Clinicians must be aware of the symptoms associated with immunotherapy medications, as well as how to monitor and manage them, as their usage in cancer treatment regimens grows. This study’s aim is to investigate current evidence-based breakthroughs in cancer immunotherapy-related symptom management and knowledge.

2. Overview of Immune Checkpoint Inhibitor

Tumor cause is associated with the monitoring of the immune system. All malignancies are explained by inherited alterations and germline gene and autonomic genetic changes. The variations in DNA undoubtedly lead to a change in proteins as per the central biological ideology. Neoantigens may play an important role in helping the body make an immune response against cancer cells. Many biologically and biochemically modified novel neoantigens may act as activators, but tumor cells can increase the sensitivity between tumors and cancer stems by changing the binding sites of blocking receptor recognition, allowing them to resist immunologic invasions [32]. The immune system response is regulated through numerous depressant and anti-proliferative elements, as the immunosuppressive method initially implemented by Schreiber et al. in 2002 shows that the immune reaction perhaps consists of three stages of removal, balance, and recovery [33]. Tumor cells perform a key part in the development and implementation of the immunologic indirect indicator [34]. The research for a lung cancer immunotherapeutic rarely comes to an end. At the start of the research, chemotherapy medications focused on malignancy and anti-monoclonal antibody, but they were ineffective [35].
Cancer vaccination Tecemotide is diagnosed with clinical III NSCLC and did not improve treatment outcomes in comparison to the placebo.

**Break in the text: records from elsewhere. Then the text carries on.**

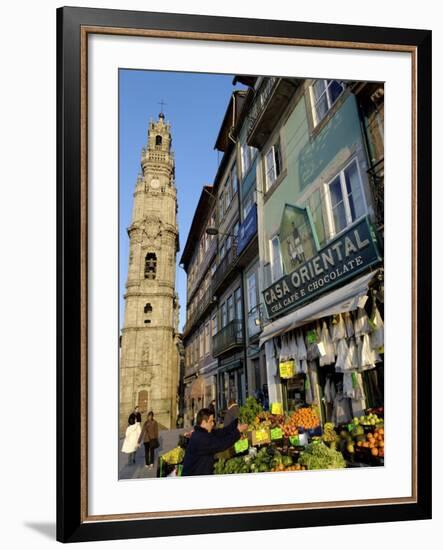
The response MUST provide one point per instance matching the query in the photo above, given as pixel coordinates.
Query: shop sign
(297, 236)
(287, 369)
(276, 433)
(277, 408)
(259, 437)
(343, 258)
(247, 230)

Currently, the chemotherapy approach has already been transformed from improving the immune system to preventing immunological evacuation. Innate immunity control plays a vital role throughout the natural body in preventing T-cell sophistication and efficiency, maintaining immunogenicity, and eliminating autoimmune conditions. Cancer cells can, therefore, acquire immunological clearance by increased regulation of biochemical mediator production. Consequently, the T-cell mechanism can indeed be reestablished, and immunological stimulation is sustained, as well as the immunosuppressive impact of T-cells boosted by the blockage of immune control molecules against receivers. There are already two immunological control points for treatment that have been approved: CTLA-4/PD-1 immune checkpoints. T cell immunoreceptors with immunoglobulin and ITIM domains (TIGIT) are also investigated (Table 1) [36].
Tumor cells use co-stimulatory and co-inhibitory signals to prevent being killed by immune cells. CTLA-4 and PD-1 co-inhibitory receptors on T cells, as well as their ligands produced by cancer cells, are the targets of immune checkpoint inhibitors (ICIs) [38,39]. This sparked a surge in melanoma immunotherapy research, with antibodies targeting CTLA-4 and PD-1 proven to be very effective. These antibodies are not effective against advanced melanoma, making treatment difficult for clinicians [22]. When an immune checkpoint inhibitor (ICI) is utilized, T cells are stimulated, and their cytotoxic activity is induced. CD8+ T cells, CD4+ T cells, and macrophages are highly infiltrated in dMMR-MSI-H tumors, and the tumor microenvironment comprises more type I interferons than other CRCs [40,41]. Stage 4 dMMR-MSI-H malignancies make up about 2–4% of all metastatic CRCs, however they have greater levels of PD-1, CTLA4, and PD-L1, making them more susceptible to immune checkpoint drugs [42]. Figure 1 depicts some key targets of immunotherapeutic medicine mechanisms in colon and rectal cancer.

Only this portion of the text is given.